E quell’albero di fico, misteriosamente piantato al centro della scena, diventa il filo rosso che guida il discorso, perché, proprio come la pianta di cui si parla inaspettatamente e che ci sollecita per la sua ombra o il profumo dei suoi frutti, rappresenta la vocazione di ciascuno di noi, sempre autentica, ma altrettanto incomprensibile solo poco prima.
È quanto accaduto a Filippo di Betsaida cui Gesù ha detto, senza mezzi termini: «Seguimi» (Gv 1,43). Una scelta che alcuni animatori vocazionali si augurerebbero immediata (invece di sprecar tempo in ritiri, discernimento ecc.), ma non può essere così, commenta Candiard: il modello non può essere riportato, perché nessuno può permettersi di giocare con l’entusiasmo, se pure lodevolissimo, di un giovane.
Quello che è più significativo è invece “l’effetto domino”, quel «Vieni e vedi» (Gv 1,46), perché la fede dei testimoni è di fondamentale importanza e da lì nasce la nostra vocazione alla felicità.
“L’unico fallimento è avere paura di vivere”
Come fare? Candiard, forte della missione caratteristica del suo Ordine, spiega che le persone occorre andarle a «cercare là dove sono e parlare di ciò che suscita il loro interesse, non delle nostre manie personali».
Ecco allora che la riflessione si snoda fluida, talvolta illuminata da alcuni ricordi personali, con l’intento di offrire al lettore solo dei semplici “discorsi intempestivi sulla vita cristiana”, come recita il sottotitolo.
Diversi i temi affrontati, sempre con immediatezza, spesso con una buona dose di umorismo: la difficoltà della preghiera, la (apparente) contraddizione del perdono, il nodo della fraternità, l’amore umano manifestazione di quello di Dio e, ancora, la felicità della relazione, il peccato che, contro ogni aspettativa, ci avvicina alla misericordia di Dio…
Quasi alle ultime battute, arriva la tesi: «L’unico fallimento è avere paura di vivere, vivere per sé, risparmiando se stessi, facendo attenzione a non donarsi troppo», eppure «donarsi, donare il proprio talento, donare la propria personalità, il proprio sorriso, il proprio entusiasmo, anche la propria sensibilità, è fare fortuna nel Regno». E questo accade nella vita religiosa, così come nel matrimonio: molti vanno dicendo che occorre uno sforzo sovrumano per mantenere l’entusiasmo iniziale, ma non è affatto così, rivela Candiard.
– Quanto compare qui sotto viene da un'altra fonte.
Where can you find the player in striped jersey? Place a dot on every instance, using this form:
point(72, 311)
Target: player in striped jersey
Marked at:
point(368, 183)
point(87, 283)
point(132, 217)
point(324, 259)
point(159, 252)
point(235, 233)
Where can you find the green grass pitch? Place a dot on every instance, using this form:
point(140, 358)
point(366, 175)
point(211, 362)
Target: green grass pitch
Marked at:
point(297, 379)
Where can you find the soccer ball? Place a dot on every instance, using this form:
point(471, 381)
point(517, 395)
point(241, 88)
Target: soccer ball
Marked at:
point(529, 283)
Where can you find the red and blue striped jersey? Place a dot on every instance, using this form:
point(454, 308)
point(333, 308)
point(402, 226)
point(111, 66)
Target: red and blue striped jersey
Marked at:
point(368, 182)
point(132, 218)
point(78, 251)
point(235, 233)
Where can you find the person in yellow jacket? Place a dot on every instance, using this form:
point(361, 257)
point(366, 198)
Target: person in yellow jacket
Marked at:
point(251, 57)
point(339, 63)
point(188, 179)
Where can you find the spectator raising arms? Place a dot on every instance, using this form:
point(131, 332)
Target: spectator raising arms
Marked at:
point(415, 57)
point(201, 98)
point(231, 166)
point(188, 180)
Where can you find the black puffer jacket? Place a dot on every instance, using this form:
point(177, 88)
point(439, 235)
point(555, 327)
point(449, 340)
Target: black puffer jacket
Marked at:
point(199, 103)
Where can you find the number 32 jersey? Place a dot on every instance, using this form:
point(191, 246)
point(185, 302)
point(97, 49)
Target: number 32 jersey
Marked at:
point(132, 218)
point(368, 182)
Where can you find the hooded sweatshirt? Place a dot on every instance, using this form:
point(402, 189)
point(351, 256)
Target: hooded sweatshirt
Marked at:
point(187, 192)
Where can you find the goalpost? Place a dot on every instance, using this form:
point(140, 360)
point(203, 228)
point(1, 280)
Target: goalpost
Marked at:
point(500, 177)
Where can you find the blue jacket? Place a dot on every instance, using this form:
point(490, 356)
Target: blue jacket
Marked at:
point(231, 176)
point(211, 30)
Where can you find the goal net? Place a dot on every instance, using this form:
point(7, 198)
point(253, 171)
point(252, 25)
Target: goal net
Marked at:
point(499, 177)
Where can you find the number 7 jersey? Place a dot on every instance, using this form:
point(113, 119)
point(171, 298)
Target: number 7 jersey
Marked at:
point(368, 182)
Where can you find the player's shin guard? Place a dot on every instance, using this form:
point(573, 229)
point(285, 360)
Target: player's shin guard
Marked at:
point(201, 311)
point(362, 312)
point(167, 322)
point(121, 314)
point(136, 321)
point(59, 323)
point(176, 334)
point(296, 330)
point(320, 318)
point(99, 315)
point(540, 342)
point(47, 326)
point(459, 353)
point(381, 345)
La realtà che ci aspetta è molto più bella di ciò che possiamo immaginare e l’avvenire è ciò che ci sorprenderà sempre, a patto che restiamo aperti all’inatteso, al nuovo, a tutto quanto magari ci destabilizza, ma che sarà comunque un dono che ci renderà felici.
Del resto, come diceva nel XIII secolo Giordano di Sassonia, Maestro dell’Ordine: «Ridete perché siete salvati! Ridete, perché il regno di Dio è vicinissimo a voi!».